The original cult of the primitive was popular among a divergent group of socialist utopians, middle class bohemians and the other fashion victims around the turn of the twentieth century. It rested largely on the idea that the physical experience of life in the West had somehow dissipated and could be recuperated through a cultivation of the, generally misinterpreted, aesthetic norms of other cultures. This wasn't necessarily directed at foreign countries, but also at internal foreigners like mental patients and children, as in Art Brut. The works we are discussing, however, do not point at any promised land out there, or anywhere else. Instead, they are directed at the flatness of the immanent world, the flatland of advertising. This flatness isn't the kind you run up against though, but one which recedes, as in the video game. You buy the fetish product, not the wilderness that gave birth to it. They're postcards.
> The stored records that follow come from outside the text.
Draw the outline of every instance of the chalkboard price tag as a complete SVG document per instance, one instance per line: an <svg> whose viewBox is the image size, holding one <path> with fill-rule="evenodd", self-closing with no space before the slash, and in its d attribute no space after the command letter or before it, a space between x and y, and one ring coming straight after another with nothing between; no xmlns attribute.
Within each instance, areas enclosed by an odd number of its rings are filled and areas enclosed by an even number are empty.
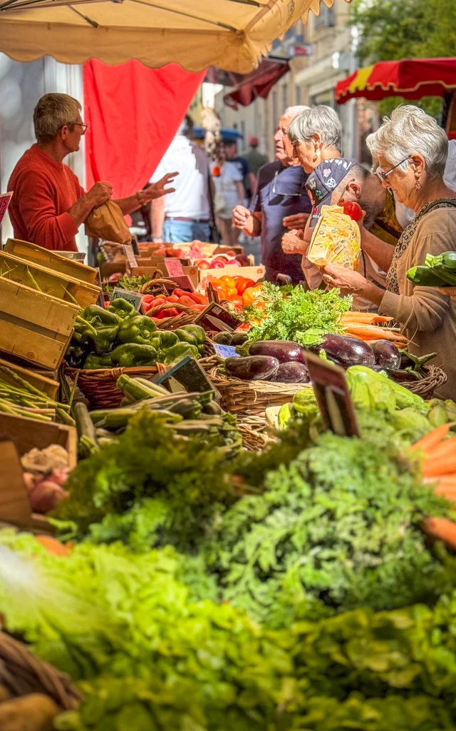
<svg viewBox="0 0 456 731"><path fill-rule="evenodd" d="M339 366L306 353L306 365L325 426L340 436L359 436L345 371Z"/></svg>
<svg viewBox="0 0 456 731"><path fill-rule="evenodd" d="M196 322L207 330L232 333L239 327L240 321L222 305L211 302L205 310L196 318Z"/></svg>
<svg viewBox="0 0 456 731"><path fill-rule="evenodd" d="M137 292L130 292L128 289L120 289L119 287L116 287L115 289L112 292L111 302L112 302L113 300L118 300L120 298L122 298L123 300L126 300L127 302L129 302L131 305L133 305L135 310L137 310L139 312L143 296L143 295L139 295Z"/></svg>
<svg viewBox="0 0 456 731"><path fill-rule="evenodd" d="M241 357L239 354L236 353L236 348L233 345L220 345L219 343L214 343L213 345L215 355L218 355L220 358L223 358L224 360L226 358Z"/></svg>

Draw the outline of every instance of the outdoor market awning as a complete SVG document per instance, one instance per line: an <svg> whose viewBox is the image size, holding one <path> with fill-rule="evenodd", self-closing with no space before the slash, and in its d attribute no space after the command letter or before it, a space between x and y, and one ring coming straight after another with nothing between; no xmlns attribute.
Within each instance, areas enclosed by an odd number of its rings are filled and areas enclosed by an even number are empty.
<svg viewBox="0 0 456 731"><path fill-rule="evenodd" d="M331 6L333 0L322 0ZM349 1L349 0L347 0ZM79 64L136 58L239 73L320 0L0 0L0 51L17 61L50 55Z"/></svg>
<svg viewBox="0 0 456 731"><path fill-rule="evenodd" d="M418 99L444 96L456 89L456 58L380 61L358 69L336 86L336 101L363 96L378 101L385 96Z"/></svg>
<svg viewBox="0 0 456 731"><path fill-rule="evenodd" d="M231 109L237 109L239 104L248 107L257 96L267 99L274 84L289 71L287 58L265 58L257 69L242 77L223 101Z"/></svg>

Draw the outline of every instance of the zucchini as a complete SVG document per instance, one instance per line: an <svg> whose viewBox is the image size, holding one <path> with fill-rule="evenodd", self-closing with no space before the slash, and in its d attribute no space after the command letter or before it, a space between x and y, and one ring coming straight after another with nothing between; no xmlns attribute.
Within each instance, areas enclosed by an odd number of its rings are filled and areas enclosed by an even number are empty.
<svg viewBox="0 0 456 731"><path fill-rule="evenodd" d="M407 279L418 287L444 287L448 284L430 267L412 267L407 272Z"/></svg>

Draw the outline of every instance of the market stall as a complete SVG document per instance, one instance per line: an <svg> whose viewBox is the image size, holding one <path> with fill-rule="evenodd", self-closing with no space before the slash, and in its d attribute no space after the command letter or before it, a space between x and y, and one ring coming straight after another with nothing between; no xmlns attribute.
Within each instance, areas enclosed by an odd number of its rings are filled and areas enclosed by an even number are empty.
<svg viewBox="0 0 456 731"><path fill-rule="evenodd" d="M360 96L374 102L387 96L442 96L443 126L450 137L456 134L455 96L456 58L380 61L339 81L335 91L338 104Z"/></svg>

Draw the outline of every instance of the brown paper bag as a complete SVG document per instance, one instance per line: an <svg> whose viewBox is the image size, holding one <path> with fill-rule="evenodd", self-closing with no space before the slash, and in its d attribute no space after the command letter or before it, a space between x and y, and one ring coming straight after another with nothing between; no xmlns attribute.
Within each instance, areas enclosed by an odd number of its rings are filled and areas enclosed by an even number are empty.
<svg viewBox="0 0 456 731"><path fill-rule="evenodd" d="M129 243L131 234L120 208L112 200L101 203L85 219L85 235L117 243Z"/></svg>

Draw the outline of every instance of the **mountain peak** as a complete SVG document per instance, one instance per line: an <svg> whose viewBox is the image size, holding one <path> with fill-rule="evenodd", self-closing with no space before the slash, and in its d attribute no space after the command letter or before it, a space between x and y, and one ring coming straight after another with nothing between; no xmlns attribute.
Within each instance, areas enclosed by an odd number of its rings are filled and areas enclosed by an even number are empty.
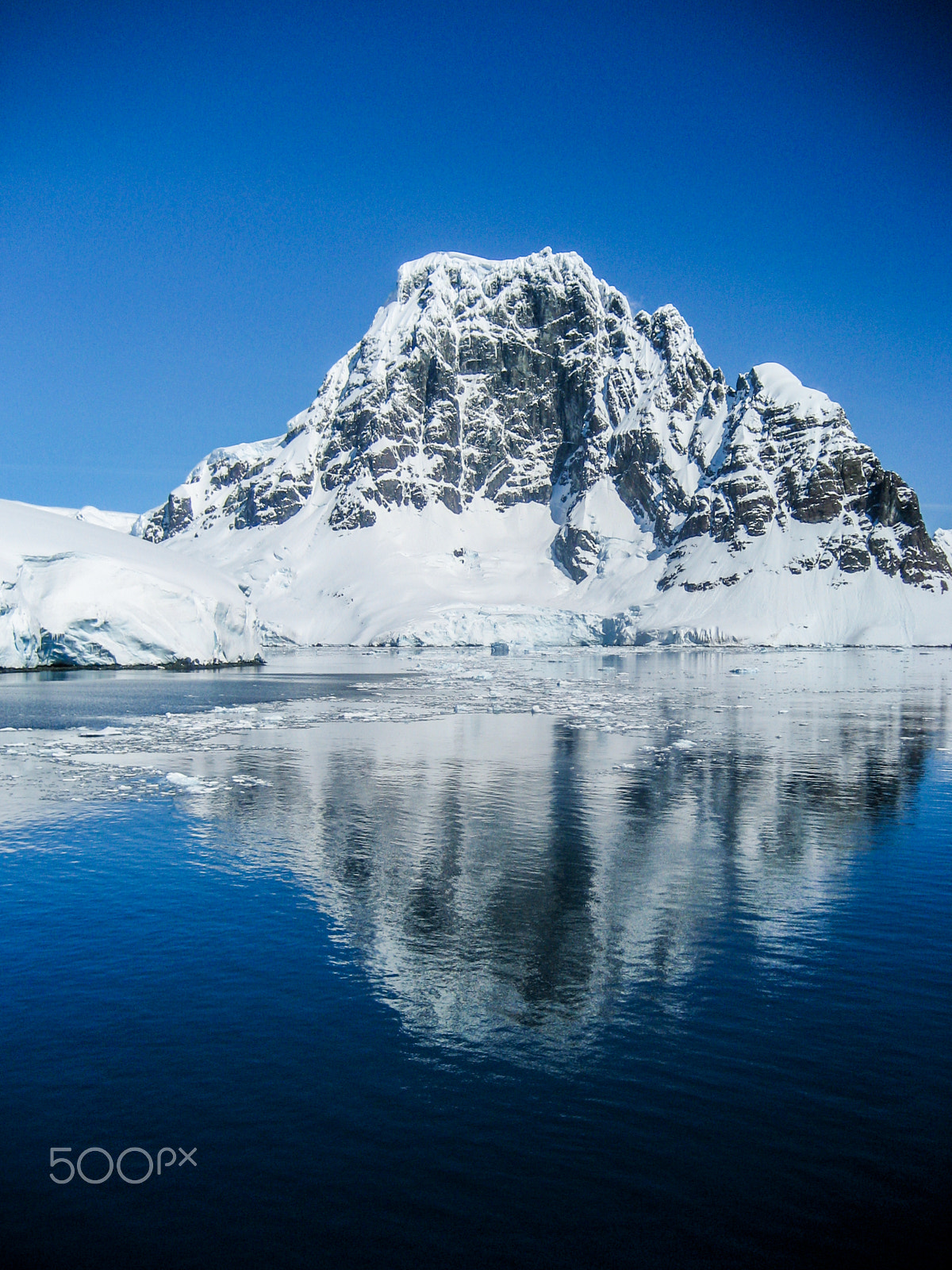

The tendencies of the primitive, the naïve and the sentimental are all mixed up explicitly with the tropes of Tom Thomson in Kim Dorland's show Nocturne with its very overt references to the myths of Thompson and the primitive cult in Canadian modernism. Gone is the anti-social vision that underwrote it though. Instead, it is a deconstruction by glamour, kind of a David LaChappelle take on Thomson, that launches an attack in the name of a greater kind of superficiality. Thomson, Canadian art's sacred cow, used to have his own little ramshackle cabin in Toronto to duplicate his experience in the mythical North. It was his own little tourist portal, rather like Dr. Who's Tardis, that allowed him to stay in character all the time. In Dorland, rather than a cabin, you get a tree house as the portal to imaginary innocence.

All of this heavy flesh that dangles from the walls is there to be alluring, like the decapitated geese in a butcher shop window. It seduces with the morbid desire to touch it. As my companion stood in the Angell gallery, the owner leaned in to make it clear that only by purchasing his wares could a little feel be arranged. It promises the sensual realm without the smell.


The glow in the dark paintings make clear that recession works both ways and that the plane is not limited to the frame but explicitly extends outside of it, not strictly by illusion but by virtue of its own facticity. Of course paintings, as much as photographs, have always been paintings with light. It just usually isn't spelled out so specifically. As such, it becomes a kind of virtual reality machine, much as the op art effects of the Douglas works are, resulting in a visceral art within the confines of the white cube. The world is flattened into a series of hard colours. There's a remarkable thinness to Dorland's paintings; a kind of anorexia wherein the paint is vomited out onto the viewer. Their much lauded painterly density is both reference to and extension of this. It isn't flatness that is accented in the pictures, it's the illusion of depth, a depth which is constantly reinforced by superimposition. But what is all this depth? It's the distance between the wall and the world which it depicts. The processional march that happens between them. This distance is filled up with an attractive texture and a vibrating colour. This colour made all the more intense by being placed in the context of such opaquely layered paint.

Primitivism finds its new home in what, to varying degrees, it always was to begin with – a kind of tourism. Of course, it was only a matter of degree before. Some primitivist artists are travelers in the sense that Paul Bowles used to speak of them: they leave and never come back. But usually what you get is tourists, who always come back and who travel the way that paintball players go to war. Just to make sure that you're aware of your part in this tourist expedition, at the Dorland show you can buy t-shirts as mementos of it. You don't need to go camping when you can buy a camp wilderness to take home.